In 2024, the ResMed CDI share price, an ASX value stock, has surged by 31.1%, reflecting a strong performance throughout the year. In contrast, the Netwealth Group Ltd share price has experienced a notable recovery, rebounding approximately 87.1% from its 52-week low.
ResMed (ASX:RMD)
ResMed, originally established in Australia in 1989 by Peter Farrell, is now headquartered in San Diego, California. The company specializes in medical equipment, particularly cloud-connectable continuous positive airway pressure (CPAP) machines used to treat obstructive sleep apnea (OSA). ResMed's primary listing is on the New York Stock Exchange, but it is also available on the ASX.
Operating globally with over 10,000 employees across more than 140 countries, ResMed's business is divided into two main segments: Sleep and Respiratory Care, and Software as a Service (SaaS). The Sleep and Respiratory Care segment focuses on advanced CPAP machines for sleep apnea and other respiratory care needs. The SaaS unit provides software solutions that support durable or home medical equipment, enhancing out-of-hospital care.

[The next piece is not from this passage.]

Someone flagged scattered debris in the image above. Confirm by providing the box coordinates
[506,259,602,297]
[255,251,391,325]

ResMed's large digital health network, driven by its cloud-connected devices, enables the company to harness insights from both hardware (such as masks and humidifiers) and SaaS data. This approach aims to improve patient outcomes and reduce overall healthcare costs.
Netwealth Group Ltd (ASX:NWL)
Netwealth, founded in 1999, operates as a wealth management business, offering a platform for financial planners to manage client investments. As of 2024, Netwealth services over 140,000 account holders and administers more than $88 billion in funds.
Netwealth's platform stands out for its scale and user-friendly interface, allowing clients to manage investments, track performance, and access reports through a single, integrated dashboard.
Valuation Insights
ResMed, being a growth-oriented company, can be evaluated using various financial metrics. Currently, the ResMed share price has a price-to-sales ratio of 4.74x. This is below its 5-year average of 6.13x, suggesting that the shares are trading at a lower multiple compared to their historical average. While this valuation metric provides some insight, it's important to consider additional factors and valuation techniques to get a comprehensive view of the company's financial health.
For Netwealth, the price-to-sales ratio is 21.70x, compared to its 5-year average of 20.14x. This indicates that the shares are trading above their historical average. While this multiple offers a snapshot of the company’s valuation, further analysis through methods such as Discounted Cash Flow (DCF) and Dividend Discount Models (DDM) can provide a more detailed understanding.
Both ResMed and Netwealth Group Ltd have shown significant performance in their respective areas. ResMed's growth and global presence, coupled with its innovative health solutions, contrast with Netwealth’s strong recovery and scalable wealth management platform. Each company's valuation metrics offer useful insights but should be considered alongside other factors for a well-rounded investment analysis.